Luckity, a division of Churchill Downs, wants to accelerate the Gold Rush, but it is betting that legalization could happen slowly. In the meantime, it is offering a suite of social casino games where you can bet real money in the U.S. It has done so by capitalizing on the federal laws governing horse racing. Because of a separate federal law, betting real money online in horse races is legal in the U.S. So Luckity has created a random number generator based on the outcomes of horse races that occur around the clock throughout the world. It then uses that random number generator to determine whether a player wins or loses a bet in a social casino game.
That helps Luckity skirt the restrictions of the online gambling laws. The drawback is that when you play a slot machine game and bet real money, you might have to wait minutes for the outcome since there isn’t always a horse race happening every minute of the day. That will introduce delays that may frustrate players. The player thinks he is playing a real-money social casino game, such as a slot game. But in reality, he is betting on a horse race.
Other companies see the risks of the overcrowded casino game market, and they’re moving into the social sports-betting market, hoping to capitalize on the “second screen” trend, where users watch sports games and make bets with their friends on smartphones or tablets.
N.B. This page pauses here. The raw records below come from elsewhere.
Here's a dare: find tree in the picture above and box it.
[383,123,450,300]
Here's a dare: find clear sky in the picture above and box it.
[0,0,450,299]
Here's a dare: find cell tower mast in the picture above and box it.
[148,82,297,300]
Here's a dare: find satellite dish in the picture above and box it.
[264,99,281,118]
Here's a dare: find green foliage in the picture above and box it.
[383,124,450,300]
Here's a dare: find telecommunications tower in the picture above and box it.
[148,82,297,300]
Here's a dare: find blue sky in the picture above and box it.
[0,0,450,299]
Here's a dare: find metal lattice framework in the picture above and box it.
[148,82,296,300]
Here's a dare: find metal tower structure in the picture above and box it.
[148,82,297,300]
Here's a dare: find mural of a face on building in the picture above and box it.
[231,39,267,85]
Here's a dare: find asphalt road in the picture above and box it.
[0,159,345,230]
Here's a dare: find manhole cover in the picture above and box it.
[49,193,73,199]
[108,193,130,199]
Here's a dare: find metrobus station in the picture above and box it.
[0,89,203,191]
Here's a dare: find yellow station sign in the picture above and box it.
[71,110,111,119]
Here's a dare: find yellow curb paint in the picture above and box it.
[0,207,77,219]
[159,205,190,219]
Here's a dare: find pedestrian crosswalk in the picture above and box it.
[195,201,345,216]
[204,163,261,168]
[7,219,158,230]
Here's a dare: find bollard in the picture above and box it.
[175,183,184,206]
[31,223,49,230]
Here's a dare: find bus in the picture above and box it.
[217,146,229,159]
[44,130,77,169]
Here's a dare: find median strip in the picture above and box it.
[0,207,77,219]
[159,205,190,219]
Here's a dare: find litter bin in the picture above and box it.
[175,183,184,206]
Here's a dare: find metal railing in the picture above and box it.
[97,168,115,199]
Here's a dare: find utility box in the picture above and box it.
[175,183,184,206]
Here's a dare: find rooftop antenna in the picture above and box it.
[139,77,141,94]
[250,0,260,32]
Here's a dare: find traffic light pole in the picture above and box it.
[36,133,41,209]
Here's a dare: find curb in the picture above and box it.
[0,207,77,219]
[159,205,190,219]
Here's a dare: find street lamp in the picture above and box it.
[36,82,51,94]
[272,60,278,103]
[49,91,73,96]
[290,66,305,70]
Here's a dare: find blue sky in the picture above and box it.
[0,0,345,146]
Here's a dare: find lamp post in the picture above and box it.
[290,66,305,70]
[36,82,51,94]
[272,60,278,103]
Each of these tactics is a clever way to deal with the fact that there is a solid but melting barrier between gaming and gambling.
There are plenty of hurdles that could pop the bubble. Legalization may not happen in the U.S., given the concern that many people have about how addictive games are. Game developers may not want to design games that promote the “sinful” entertainment such as online gambling. And users might very well decide that playing social casino games for fun is more attractive than playing for real money.
Those factors could put practical limits on the business that social casino game companies can undertake. Whatever happens, whether the bubble pops or not, the companies with the right strategy and flexibility will win.
Disclosure: The Social Gambling Conference paid my way to London in exchange for a speech. Our coverage of the issue remains objective.